ECLI:NL:CRVB:2015:2188
Centrale Raad van Beroep
- Hoger beroep
- Rechtspraak.nl
Afwijzing van een herhaalde aanvraag om Wajong-uitkering wegens gebrek aan nieuwe feiten of omstandigheden
In deze zaak heeft de Centrale Raad van Beroep op 3 juli 2015 uitspraak gedaan in hoger beroep tegen de beslissing van de rechtbank Groningen. Appellant, geboren in 1988, had op 6 maart 2006 een aanvraag ingediend voor een Wajong-uitkering, welke aanvraag op 15 augustus 2006 werd afgewezen. Het Uwv verklaarde het bezwaar van appellant tegen deze afwijzing ongegrond. Op 25 april 2011 diende appellant opnieuw een aanvraag in, maar het Uwv weigerde deze aanvraag op 23 mei 2011, stellende dat er geen nieuwe feiten of omstandigheden waren die een heroverweging rechtvaardigden. De rechtbank onderschreef deze beslissing en verklaarde het beroep van appellant ongegrond.

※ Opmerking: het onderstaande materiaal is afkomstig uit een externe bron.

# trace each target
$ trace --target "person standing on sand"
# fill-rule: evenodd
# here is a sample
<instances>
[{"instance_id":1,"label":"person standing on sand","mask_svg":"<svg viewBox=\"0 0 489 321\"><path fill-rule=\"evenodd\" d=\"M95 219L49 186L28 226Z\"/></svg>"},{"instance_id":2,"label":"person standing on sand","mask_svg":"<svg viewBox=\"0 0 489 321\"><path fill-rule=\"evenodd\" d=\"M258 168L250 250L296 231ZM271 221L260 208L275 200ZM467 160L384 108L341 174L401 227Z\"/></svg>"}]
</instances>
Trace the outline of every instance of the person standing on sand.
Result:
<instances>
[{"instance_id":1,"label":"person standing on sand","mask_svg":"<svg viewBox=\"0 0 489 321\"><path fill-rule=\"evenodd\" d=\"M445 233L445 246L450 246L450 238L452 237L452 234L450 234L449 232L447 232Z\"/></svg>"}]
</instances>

In hoger beroep handhaafde appellant zijn standpunt dat er wel degelijk nieuwe feiten waren, onderbouwd door een verklaring van zijn huisarts en andere documenten. De Raad overwoog echter dat de aanvraag van 25 april 2011 in wezen een herhaling was van de eerdere aanvraag en dat de rechtbank terecht had geoordeeld dat er geen nieuw gebleken feiten of veranderde omstandigheden waren die de afwijzing konden rechtvaardigen. De Raad bevestigde de uitspraak van de rechtbank en oordeelde dat het Uwv terecht geen aanleiding had gezien om een deskundige te benoemen. De beslissing van de rechtbank werd dan ook bekrachtigd, en er werd geen veroordeling in proceskosten uitgesproken.